Order order!

This was not the cry of a butcher at a halal meat stall, but the Speaker of the Muslim Parliament of Great Britain agreeing to an emergency debate on the halal meat industry in Britain. It’s 1993. The parliament, formed a year earlier by the Muslim Institute, would debate, highlight and mobilise on issues impacting British Muslims. Halal meat was not a topic its founders expected to be having to spend any time on when the parliament was first envisaged. However, the concern of haram meat being passed off as halal was being raised by an increasing number of ordinary members of the Muslim Parliament – known as MMPs, of which there were 155 up and down the country. They were raising concerns that the supply and demand of halal meat simply did not match-up. Something was awry. The Speaker called for a debate on the matter.

The BBC soon heard of the parliament’s concerns and ran an undercover investigation, on the ‘scandal of the UK halal meat industry’. It was produced by Aaqil Ahmed, who a decade and half later would become BBC’s Head of Religion and Ethics. The situation was so dire that some Muslims were becoming vegetarian rather than risk eating haram meat labelled as halal.

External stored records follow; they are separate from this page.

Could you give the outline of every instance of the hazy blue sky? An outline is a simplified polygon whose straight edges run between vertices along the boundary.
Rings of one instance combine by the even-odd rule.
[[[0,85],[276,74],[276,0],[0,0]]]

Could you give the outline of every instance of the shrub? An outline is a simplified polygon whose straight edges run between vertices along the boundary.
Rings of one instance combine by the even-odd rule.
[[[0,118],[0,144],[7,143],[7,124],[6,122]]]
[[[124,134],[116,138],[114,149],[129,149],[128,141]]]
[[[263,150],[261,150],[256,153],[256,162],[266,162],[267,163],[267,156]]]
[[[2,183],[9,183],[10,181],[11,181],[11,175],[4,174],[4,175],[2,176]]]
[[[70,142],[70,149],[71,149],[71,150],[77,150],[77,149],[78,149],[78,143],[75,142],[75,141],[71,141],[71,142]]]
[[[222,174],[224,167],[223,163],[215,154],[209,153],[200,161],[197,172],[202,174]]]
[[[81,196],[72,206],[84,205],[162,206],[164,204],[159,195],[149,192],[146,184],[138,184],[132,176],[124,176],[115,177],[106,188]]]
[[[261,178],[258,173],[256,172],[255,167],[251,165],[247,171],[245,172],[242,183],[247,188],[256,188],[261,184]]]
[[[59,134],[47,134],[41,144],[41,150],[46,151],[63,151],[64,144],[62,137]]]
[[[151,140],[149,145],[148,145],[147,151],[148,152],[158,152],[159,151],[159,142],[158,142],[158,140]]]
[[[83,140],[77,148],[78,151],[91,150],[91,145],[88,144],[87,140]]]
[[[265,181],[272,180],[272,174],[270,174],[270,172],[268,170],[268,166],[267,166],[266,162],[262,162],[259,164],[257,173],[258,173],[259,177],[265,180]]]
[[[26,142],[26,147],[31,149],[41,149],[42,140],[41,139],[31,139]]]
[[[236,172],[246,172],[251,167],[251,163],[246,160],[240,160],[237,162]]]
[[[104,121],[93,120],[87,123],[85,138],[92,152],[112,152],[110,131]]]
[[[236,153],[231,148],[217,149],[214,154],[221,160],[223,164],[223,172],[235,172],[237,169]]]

The halal meat industry in the early 1990s was dominated by halal meat shops. In fact the foundation of the early Muslim economy in the UK was based on these separate shops providing halal meat and then selling other produce to a captured Muslim consumer base. However, the halal meat trade was entirely unregulated and based solely on the honesty of your local butcher and his suppliers. It was found that many were buying the cheapest quality meat from places like Smithfield meat market in Farringdon. They would turn up late, after all the fine meats were sold, pick up the cheap stuff which, if unsold, would go into making dog and cat food, and sell it off as halal.